The system turns out to be compatible! The solution is unique (since \(A\) has full column rank).

Example 20.13

A truly incompatible case. Let \(A = \begin{pmatrix} 1 \\ 1 \end{pmatrix}\), \(\mathbf{b} = \begin{pmatrix} 1 \\ 3 \end{pmatrix}\).

\(A^+ = \frac{A^T}{A^TA} = \frac{1}{2}(1, 1)\).

\(\mathbf{x} = A^+\mathbf{b} = \frac{1}{2}(1 + 3) = 2\).

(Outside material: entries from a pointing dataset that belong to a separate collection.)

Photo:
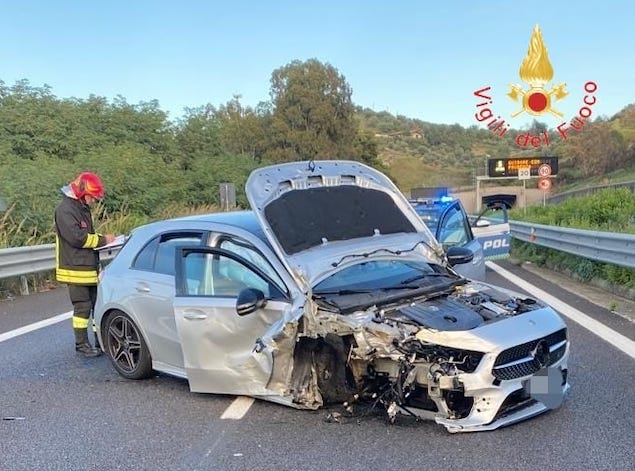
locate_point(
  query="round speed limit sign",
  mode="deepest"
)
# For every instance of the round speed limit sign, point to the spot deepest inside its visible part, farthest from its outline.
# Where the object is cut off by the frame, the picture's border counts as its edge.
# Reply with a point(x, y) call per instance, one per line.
point(544, 170)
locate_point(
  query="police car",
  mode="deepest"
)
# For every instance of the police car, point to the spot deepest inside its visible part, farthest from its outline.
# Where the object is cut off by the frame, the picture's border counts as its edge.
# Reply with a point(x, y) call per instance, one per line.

Least squares solution: \(x = 2\), \(A\mathbf{x} = \begin{pmatrix} 2 \\ 2 \end{pmatrix}\), residual \(= \begin{pmatrix} -1 \\ 1 \end{pmatrix}\), \(\|\)residual\(\| = \sqrt{2}\).

This is optimal, since \(\|A x - \mathbf{b}\|^2 = (x-1)^2 + (x-3)^2\), differentiating with respect to \(x\) gives \(2(x-1) + 2(x-3) = 0\), so \(x = 2\).